Eric Fabian is the first to graduate from SMC's auto program

Eric Fabian's '84 Nissan Maxima was a real headache. With its best years well behind it, some time during the Reagan administration, and an escalating bill for repairs, Fabian decided enough was enough.

Tired of giving every last hard-earned dollar to mechanics that he suspected, though could never confirm, of inflating the repair costs, he decided to take matters into his own hands. With little experience working on car engines, he enrolled last spring in Santa Monica College's newly piloted Automotive 40 course, automotive maintenance and operation, and the rest, as they say, is history.

"My alternator broke and the mechanics told me it would cost roughly $500 to fix," said Fabian, rolling his eyes into the back of his head. "So I brought an alternator for about $100, took the car into class with me and fixed it myself. I must have saved at least $400. For me, that's a lot of money."

One year and nine units later, Fabian, 21, from downtown Los Angeles, has completed all three automotive courses available at SMC and was officially awarded the Certificate of Completion of the Introductory Automotive Technician certificate. He is the first student to receive this certificate since auto classes were reinstated at SMC last year, and the experience has expanded his horizons regarding his future career.

"Having taken this course, I really want to finish my [automotive] degree…Probably somewhere like Cerritos College," said Fabian. Both Cerritos and Rio Honda College offer certificates that seamlessly transition to more advanced training programs. "My ultimate dream would be to open my own garage…I would love the opportunity to provide fair and affordable auto care to those who can't afford to be ripped-off by mechanics."
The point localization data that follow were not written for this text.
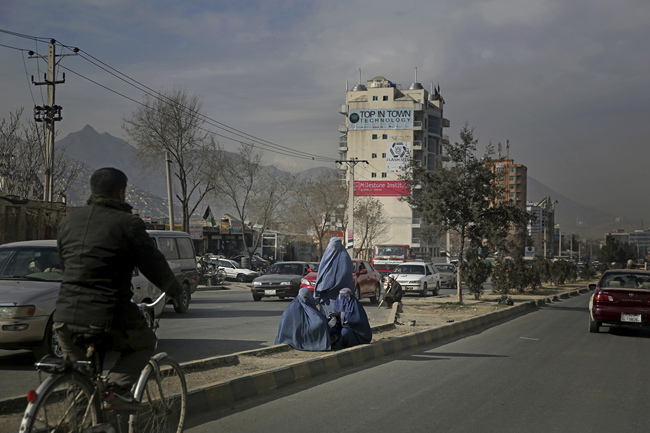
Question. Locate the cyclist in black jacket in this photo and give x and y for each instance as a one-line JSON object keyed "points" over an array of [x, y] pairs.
{"points": [[99, 246]]}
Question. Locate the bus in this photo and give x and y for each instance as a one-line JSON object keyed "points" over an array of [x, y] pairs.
{"points": [[386, 257]]}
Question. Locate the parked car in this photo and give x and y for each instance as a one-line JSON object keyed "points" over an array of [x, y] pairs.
{"points": [[257, 263], [233, 270], [417, 277], [448, 274], [621, 298], [282, 279], [367, 281]]}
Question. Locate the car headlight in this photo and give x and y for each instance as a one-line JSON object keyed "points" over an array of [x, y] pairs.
{"points": [[17, 312]]}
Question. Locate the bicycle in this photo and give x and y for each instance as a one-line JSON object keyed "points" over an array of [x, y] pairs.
{"points": [[70, 399]]}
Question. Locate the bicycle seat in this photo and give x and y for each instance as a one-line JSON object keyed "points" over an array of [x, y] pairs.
{"points": [[53, 365], [91, 338]]}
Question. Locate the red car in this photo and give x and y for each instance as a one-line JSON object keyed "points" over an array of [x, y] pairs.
{"points": [[367, 281], [621, 298]]}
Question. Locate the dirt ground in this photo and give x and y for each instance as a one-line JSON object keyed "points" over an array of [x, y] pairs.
{"points": [[414, 314]]}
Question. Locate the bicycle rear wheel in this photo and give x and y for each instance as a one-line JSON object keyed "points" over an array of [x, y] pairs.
{"points": [[162, 393], [64, 403]]}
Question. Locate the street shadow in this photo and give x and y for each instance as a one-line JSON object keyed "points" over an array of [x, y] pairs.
{"points": [[562, 308], [18, 361], [216, 314], [449, 356], [183, 350]]}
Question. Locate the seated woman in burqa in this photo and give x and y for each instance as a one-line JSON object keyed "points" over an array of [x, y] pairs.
{"points": [[352, 327], [334, 273], [303, 326]]}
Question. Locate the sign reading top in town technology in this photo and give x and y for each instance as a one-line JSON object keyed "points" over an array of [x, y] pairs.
{"points": [[398, 154], [388, 118]]}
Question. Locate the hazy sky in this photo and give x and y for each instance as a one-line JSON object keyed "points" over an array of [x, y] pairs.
{"points": [[566, 81]]}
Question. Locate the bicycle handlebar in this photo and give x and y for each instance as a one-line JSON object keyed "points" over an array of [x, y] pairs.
{"points": [[142, 305]]}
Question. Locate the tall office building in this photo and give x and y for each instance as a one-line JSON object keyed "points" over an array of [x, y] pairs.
{"points": [[387, 125], [513, 179]]}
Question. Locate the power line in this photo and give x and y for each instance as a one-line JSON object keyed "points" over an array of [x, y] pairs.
{"points": [[255, 141], [283, 150]]}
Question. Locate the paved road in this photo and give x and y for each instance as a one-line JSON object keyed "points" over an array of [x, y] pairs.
{"points": [[219, 322], [542, 372]]}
Automotive classes were reintroduced at SMC after a hiatus of nearly six years. Up until 2003, the classes were conducted in facilities on the Pico Boulevard side of Drescher Hall. Now they are held at the Lexus-Toyota dealership on Ninth Street and Colorado Boulevard in Santa Monica.

The facility looks like NASA commissioned it. It is a cavernous repair "hanger" lined with hydraulic lifts along each side and equipped with the latest gadgetry capable of dealing with an increasingly computerized industry. However, it can only be used in the evenings after normal business hours.
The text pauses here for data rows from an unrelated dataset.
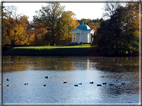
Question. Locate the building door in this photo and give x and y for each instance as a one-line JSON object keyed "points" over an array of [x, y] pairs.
{"points": [[88, 37], [78, 37]]}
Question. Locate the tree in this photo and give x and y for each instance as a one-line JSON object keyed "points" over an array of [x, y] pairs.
{"points": [[110, 9], [67, 22], [14, 28], [49, 16], [54, 25], [117, 35]]}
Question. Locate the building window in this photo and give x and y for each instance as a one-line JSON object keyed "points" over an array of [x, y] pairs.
{"points": [[78, 37]]}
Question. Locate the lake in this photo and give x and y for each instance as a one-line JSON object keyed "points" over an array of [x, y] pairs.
{"points": [[71, 80]]}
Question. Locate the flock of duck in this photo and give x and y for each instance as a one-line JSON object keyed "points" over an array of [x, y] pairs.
{"points": [[74, 84]]}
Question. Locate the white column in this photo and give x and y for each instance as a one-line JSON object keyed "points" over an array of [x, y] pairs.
{"points": [[90, 38], [76, 37], [72, 37], [80, 37]]}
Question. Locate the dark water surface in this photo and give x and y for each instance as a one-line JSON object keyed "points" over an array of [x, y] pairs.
{"points": [[73, 70]]}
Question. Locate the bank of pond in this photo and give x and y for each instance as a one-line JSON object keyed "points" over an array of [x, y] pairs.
{"points": [[64, 50]]}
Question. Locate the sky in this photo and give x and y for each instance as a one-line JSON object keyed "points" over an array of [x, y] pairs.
{"points": [[82, 10]]}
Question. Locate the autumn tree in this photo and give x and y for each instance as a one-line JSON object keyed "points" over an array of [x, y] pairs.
{"points": [[67, 22], [49, 16], [54, 25], [14, 27], [118, 35]]}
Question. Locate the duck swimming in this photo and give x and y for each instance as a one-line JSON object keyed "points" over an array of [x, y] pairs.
{"points": [[46, 76], [26, 84], [91, 82]]}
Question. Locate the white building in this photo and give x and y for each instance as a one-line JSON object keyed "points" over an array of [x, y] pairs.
{"points": [[83, 34]]}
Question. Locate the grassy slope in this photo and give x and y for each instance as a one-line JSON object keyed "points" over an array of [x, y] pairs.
{"points": [[74, 50]]}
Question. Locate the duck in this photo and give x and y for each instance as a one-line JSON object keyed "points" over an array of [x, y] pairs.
{"points": [[91, 82], [26, 84], [123, 83], [99, 85], [111, 84], [8, 85], [46, 76], [65, 82]]}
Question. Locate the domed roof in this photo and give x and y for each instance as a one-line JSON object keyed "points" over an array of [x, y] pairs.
{"points": [[83, 27]]}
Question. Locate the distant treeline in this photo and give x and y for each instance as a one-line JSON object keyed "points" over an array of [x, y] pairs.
{"points": [[117, 33]]}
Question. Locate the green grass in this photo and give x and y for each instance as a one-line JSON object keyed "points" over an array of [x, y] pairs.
{"points": [[65, 50]]}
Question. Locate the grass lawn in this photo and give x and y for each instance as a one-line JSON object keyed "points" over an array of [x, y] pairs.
{"points": [[65, 50]]}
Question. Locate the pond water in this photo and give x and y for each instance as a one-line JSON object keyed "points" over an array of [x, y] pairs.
{"points": [[109, 72]]}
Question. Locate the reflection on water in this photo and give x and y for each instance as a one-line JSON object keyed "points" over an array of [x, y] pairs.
{"points": [[120, 75]]}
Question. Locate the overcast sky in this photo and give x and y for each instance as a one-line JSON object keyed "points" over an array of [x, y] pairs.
{"points": [[82, 10], [92, 10]]}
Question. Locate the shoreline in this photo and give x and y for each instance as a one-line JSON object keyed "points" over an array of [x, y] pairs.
{"points": [[58, 52]]}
Fran Chandler, chair of the SMC business department and one the people who awarded Fabian with his certificate, understands how fortuitous and beneficial the premises are to SMC.
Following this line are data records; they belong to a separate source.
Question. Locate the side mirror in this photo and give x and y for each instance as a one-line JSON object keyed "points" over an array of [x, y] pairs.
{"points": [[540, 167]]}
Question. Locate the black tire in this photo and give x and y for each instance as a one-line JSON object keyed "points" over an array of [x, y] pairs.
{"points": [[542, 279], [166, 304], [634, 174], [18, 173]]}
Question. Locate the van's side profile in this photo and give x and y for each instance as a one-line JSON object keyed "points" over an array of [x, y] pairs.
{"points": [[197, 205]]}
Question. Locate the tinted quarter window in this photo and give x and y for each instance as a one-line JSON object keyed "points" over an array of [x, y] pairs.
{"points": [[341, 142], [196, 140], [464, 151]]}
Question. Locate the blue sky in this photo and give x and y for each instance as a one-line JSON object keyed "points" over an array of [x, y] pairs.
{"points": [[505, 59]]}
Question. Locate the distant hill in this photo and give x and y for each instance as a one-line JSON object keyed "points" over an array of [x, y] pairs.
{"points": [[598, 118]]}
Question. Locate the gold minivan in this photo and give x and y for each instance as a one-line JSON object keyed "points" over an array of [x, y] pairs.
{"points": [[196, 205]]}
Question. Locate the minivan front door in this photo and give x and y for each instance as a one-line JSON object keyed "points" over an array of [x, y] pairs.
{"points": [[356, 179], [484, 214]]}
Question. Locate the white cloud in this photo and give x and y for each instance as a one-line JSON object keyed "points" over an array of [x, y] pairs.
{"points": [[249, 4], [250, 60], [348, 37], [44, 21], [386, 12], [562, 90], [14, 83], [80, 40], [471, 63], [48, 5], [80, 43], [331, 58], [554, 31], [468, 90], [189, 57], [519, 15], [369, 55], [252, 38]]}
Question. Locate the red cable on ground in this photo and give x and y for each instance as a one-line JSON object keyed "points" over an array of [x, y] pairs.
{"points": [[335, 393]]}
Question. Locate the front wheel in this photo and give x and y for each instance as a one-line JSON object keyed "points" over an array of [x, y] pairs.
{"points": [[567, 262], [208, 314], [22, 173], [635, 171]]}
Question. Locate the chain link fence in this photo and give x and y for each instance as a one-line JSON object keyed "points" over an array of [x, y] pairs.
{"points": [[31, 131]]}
"Mike Sullivan, the owner, and Dennis Erikson, the facilities manager, have been incredibly generous in donating their time and such an amazing facility to educate [SMC] students," said Chandler. "Our students have been lucky to learn in such a high-tech, real world environment."

Should the courses, which were tentatively introduced with the proviso that they prove to be popular with students, continue to gather the high enrollment figures that they have thus far received, Chandler said that it is highly probable SMC will once again have its own on-campus automotive facility. This, she said, might be at the proposed Career Technical Education building slated to be built at the Bundy campus by 2117, "should funding become available for it."

Aside from the course in maintenance and operation, SMC offers two more classes in braking and electrical systems. All three classes are specially designed to provide students with a fundamental overview of each operating system, all the while introducing cutting-edge techniques that will help them to come to grips with an industry that is becoming increasingly high-tech.

"In the '60s you could get a screwdriver and a hammer, give [the engine] a good whack and it would start," said Jose Camacho, one of two automotive professors at SMC. "Now, cars are more and more computerized… It's complex. Everything is in the software."

Camacho also said that as vehicles continue to evolve, eschewing high pollutants in favor of more sustainable fuels, it is imperative that the technicians of today stay current with trends in order to get the best possible jobs once their training is complete.

While the thought of getting stripped down and dirty with your two-liter, four cylinder combustion engine may seem daunting to the uninitiated, Camacho stressed that the courses offered are suitable for all levels of experience, even those who think an oil change means finding a different suntan lotion.

"Sometimes you can possess the gift without really knowing it," said Camacho. "So many students come who don't know a thing about cars, but after only a little while they're doing as well as anybody"

This sentiment is echoed by Fabian, who admits that when he first started he found it difficult, regularly "getting stuck on the basics." However, with Camacho's "patience and passion to show him every little [detail]," he said it soon got easier. "I quickly felt more confident…I felt powerful. I started working on cars more then I played on video games."

If Fabian's efforts are anything to go by, it seems as though SMC's latest automotive course is here to stay.